2019年の6月に金融庁が公表した「高齢社会における資産形成・管理」の報告書が、ひところたいへんな話題になりました。いわゆる「老後2000万円問題」です。

この報告書では、夫65歳以上、妻60歳以上で共に無職、収入は年金のみという「モデルケース」を紹介しています。

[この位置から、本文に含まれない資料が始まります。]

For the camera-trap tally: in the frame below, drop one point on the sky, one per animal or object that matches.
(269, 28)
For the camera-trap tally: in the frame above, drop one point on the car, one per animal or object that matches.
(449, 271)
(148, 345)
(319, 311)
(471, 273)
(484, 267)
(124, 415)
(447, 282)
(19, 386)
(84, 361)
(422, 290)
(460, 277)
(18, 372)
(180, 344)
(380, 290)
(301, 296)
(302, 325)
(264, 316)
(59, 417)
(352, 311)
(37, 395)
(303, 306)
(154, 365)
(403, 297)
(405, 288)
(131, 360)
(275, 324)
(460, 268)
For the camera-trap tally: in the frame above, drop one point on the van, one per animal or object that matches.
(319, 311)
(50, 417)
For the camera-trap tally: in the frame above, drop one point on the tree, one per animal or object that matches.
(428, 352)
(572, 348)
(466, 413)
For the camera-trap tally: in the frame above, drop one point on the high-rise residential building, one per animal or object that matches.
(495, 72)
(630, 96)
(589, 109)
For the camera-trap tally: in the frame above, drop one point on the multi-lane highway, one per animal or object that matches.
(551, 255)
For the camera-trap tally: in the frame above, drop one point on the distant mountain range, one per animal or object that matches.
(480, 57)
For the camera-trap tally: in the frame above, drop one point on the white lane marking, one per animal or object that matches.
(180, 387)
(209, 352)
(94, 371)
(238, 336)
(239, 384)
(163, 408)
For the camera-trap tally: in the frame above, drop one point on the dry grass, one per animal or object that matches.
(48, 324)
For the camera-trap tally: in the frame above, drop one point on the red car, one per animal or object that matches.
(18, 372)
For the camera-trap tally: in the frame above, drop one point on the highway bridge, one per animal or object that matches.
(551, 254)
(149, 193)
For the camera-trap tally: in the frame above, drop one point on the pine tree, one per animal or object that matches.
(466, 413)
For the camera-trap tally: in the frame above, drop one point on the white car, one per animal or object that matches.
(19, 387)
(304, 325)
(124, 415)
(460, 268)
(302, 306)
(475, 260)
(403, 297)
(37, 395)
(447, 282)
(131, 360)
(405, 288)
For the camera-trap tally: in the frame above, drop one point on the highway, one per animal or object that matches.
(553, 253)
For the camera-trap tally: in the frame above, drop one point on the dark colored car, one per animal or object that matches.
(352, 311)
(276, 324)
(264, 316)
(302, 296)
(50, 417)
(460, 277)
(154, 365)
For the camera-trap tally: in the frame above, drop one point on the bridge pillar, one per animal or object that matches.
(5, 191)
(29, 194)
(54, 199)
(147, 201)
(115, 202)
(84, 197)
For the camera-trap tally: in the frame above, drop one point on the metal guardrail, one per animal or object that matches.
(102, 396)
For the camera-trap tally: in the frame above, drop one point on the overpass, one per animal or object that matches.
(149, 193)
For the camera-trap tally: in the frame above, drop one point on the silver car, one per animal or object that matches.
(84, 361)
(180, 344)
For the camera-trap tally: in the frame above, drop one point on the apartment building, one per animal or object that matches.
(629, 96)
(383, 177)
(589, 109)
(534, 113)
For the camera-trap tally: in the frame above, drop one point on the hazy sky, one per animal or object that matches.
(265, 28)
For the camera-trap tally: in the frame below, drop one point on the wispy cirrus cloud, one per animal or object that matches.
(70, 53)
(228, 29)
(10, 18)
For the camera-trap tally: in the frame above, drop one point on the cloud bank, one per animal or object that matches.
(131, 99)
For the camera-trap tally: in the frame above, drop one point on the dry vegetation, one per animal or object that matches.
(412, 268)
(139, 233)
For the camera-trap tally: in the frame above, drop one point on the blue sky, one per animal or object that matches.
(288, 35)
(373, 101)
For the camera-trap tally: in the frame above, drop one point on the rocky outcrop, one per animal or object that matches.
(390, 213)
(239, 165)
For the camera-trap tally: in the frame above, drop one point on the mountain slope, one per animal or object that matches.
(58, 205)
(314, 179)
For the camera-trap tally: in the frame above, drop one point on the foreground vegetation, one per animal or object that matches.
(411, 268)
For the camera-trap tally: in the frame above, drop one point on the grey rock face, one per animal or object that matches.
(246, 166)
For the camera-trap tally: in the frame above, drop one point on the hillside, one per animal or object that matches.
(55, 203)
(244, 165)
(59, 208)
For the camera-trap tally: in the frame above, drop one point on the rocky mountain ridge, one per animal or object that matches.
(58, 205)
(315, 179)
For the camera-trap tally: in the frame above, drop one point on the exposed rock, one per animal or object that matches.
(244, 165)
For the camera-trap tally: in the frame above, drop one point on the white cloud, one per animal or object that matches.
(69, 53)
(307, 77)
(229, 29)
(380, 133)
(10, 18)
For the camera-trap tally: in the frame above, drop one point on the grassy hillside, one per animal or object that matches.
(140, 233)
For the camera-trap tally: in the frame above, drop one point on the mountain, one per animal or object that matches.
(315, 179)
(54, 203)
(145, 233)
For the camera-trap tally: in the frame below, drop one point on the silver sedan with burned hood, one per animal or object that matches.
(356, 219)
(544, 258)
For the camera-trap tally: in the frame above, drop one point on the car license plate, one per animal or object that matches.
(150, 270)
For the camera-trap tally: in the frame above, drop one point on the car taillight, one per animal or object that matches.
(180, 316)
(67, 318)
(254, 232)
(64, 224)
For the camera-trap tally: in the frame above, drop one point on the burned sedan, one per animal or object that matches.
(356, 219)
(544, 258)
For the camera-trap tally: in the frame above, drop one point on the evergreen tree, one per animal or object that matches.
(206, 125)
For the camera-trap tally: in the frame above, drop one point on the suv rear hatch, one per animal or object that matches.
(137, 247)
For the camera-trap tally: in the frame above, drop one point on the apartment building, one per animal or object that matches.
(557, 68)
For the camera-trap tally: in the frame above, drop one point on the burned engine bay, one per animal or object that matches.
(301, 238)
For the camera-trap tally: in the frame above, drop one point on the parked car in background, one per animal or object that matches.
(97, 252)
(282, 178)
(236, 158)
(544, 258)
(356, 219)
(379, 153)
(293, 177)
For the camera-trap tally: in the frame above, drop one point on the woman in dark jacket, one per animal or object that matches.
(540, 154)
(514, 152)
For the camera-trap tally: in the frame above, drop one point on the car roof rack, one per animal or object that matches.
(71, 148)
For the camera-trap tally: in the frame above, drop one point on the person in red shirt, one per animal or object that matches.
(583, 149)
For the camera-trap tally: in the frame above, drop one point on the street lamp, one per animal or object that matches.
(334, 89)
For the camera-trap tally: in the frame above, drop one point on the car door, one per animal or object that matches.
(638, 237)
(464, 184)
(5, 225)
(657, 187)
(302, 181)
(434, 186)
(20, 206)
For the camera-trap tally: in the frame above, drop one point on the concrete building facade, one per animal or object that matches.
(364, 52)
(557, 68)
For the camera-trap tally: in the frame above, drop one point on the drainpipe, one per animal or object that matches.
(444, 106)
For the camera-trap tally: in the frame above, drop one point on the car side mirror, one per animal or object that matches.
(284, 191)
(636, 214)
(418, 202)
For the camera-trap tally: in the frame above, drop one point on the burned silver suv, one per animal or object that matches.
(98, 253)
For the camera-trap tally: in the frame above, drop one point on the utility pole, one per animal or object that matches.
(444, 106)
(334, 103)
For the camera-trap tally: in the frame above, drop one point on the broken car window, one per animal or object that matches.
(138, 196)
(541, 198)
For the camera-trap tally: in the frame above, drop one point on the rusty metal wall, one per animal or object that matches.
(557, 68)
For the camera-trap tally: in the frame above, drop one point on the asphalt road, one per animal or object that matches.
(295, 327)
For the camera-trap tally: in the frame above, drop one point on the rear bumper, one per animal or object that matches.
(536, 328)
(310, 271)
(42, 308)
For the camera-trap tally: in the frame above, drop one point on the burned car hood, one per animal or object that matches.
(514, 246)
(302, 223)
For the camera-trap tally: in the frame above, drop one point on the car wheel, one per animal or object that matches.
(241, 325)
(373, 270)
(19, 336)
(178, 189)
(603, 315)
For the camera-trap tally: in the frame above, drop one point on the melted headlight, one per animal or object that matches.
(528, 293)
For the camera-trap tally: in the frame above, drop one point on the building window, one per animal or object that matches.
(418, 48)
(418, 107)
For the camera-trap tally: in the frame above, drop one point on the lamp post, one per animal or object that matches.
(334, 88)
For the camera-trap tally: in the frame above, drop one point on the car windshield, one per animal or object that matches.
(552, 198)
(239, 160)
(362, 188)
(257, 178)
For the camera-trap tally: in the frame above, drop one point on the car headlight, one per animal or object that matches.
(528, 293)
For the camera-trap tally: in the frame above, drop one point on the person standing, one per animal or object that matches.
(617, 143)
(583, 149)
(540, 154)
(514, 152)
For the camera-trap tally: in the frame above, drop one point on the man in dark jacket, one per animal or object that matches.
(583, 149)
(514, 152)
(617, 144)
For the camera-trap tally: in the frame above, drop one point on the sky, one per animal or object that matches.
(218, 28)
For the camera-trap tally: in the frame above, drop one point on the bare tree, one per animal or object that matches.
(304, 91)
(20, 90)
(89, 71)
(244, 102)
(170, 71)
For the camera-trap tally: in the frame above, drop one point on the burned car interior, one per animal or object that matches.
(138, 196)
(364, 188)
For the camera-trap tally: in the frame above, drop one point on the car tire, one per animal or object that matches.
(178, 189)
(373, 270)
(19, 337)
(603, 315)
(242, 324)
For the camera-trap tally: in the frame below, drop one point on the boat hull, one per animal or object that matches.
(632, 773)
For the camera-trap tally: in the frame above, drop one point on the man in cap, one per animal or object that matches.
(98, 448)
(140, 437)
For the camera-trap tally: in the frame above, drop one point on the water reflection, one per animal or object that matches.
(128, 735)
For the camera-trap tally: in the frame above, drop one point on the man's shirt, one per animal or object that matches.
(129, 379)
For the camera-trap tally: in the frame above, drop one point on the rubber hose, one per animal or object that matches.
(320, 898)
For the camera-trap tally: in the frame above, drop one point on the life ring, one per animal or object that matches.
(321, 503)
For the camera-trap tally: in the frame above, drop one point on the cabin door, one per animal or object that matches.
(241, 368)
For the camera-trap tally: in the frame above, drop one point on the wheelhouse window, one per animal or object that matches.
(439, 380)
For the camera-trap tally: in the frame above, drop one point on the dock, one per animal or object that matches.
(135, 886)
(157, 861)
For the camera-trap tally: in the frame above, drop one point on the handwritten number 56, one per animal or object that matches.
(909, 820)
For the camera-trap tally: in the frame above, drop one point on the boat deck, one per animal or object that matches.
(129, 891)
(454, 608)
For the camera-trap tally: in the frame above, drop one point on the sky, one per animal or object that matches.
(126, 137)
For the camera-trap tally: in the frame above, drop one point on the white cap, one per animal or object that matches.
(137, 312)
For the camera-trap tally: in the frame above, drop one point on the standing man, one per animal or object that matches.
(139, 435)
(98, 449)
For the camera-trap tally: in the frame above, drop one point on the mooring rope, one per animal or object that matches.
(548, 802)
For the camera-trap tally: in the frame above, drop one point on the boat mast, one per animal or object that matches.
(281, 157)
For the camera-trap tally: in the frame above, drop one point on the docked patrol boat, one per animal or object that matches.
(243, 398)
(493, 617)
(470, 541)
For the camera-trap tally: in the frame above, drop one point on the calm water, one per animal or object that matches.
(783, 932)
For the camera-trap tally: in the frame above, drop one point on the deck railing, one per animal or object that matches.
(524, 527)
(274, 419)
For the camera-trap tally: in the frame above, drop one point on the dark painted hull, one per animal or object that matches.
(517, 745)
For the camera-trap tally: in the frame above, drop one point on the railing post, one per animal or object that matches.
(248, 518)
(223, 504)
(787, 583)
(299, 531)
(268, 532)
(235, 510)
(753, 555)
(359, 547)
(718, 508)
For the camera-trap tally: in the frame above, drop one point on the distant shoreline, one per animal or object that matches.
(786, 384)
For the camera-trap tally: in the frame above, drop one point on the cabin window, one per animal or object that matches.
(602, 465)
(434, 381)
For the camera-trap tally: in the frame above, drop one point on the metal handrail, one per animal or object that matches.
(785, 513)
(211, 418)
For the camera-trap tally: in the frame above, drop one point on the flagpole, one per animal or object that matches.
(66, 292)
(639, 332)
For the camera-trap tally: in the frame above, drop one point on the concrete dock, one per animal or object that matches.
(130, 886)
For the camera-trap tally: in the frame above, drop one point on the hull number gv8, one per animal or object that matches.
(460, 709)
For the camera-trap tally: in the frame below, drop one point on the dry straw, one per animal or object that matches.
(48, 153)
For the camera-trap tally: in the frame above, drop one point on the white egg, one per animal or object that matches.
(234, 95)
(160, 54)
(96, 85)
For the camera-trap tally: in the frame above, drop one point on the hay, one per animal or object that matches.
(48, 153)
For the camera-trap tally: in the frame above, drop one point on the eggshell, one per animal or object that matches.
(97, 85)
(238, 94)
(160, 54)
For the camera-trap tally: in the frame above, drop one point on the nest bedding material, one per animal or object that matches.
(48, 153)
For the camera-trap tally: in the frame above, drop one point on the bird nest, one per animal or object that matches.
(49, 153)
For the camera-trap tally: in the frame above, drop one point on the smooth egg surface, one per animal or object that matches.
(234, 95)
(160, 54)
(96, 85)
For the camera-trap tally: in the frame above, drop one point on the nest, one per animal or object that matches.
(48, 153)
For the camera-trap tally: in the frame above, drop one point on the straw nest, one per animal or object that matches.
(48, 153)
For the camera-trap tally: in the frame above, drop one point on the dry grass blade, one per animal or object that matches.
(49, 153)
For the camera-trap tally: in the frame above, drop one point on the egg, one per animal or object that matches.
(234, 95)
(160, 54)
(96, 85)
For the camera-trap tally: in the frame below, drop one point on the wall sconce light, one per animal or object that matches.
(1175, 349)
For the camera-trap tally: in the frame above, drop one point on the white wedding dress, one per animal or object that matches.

報告によれば、このような高齢世帯夫婦の平均収入は約21万円ですが、実際の支出の平均は約26万円で、毎月約5.5万円の赤字が出る、という計算になるそうです。

で、この毎月約5.5万円の赤字はどこから補塡しているかというと、自分たちの貯金から出している、と。

ということは、引退後に20年生きているとすれば、月5.5万円×12カ月×20年で約1300万円、30年生きているとすれば月5.5万円×12カ月×30年で約2000万円くらいは必要になりますよ、というのが、ざっくりまとめた「老後2000万円問題」の中身です。

で、今後の日本はますます長寿化していくことが予想され、さらに少子高齢化も進んでいくことは確実視されていますから、年金の給付額も将来的にさらに減るでしょう、だから年金のみに頼るのではなく、現役時代からいろいろな方法で資産形成をして、人生100年時代に備えましょう……と提言しています。

 

この報告書の内容は、発表直後から「老後2000万円問題」という言葉の強さもあって大騒ぎになりましたね。銀行の窓口やライフプランナー的な人々のところに「2000万も貯められそうにないけどどうしたらいいのか」という人が殺到し、雑誌やネットでも「2000万円貯める方法!」なんて特集ばかり組んでいました。

いまから考えたら、平和だったんですねえ、2019年の日本は。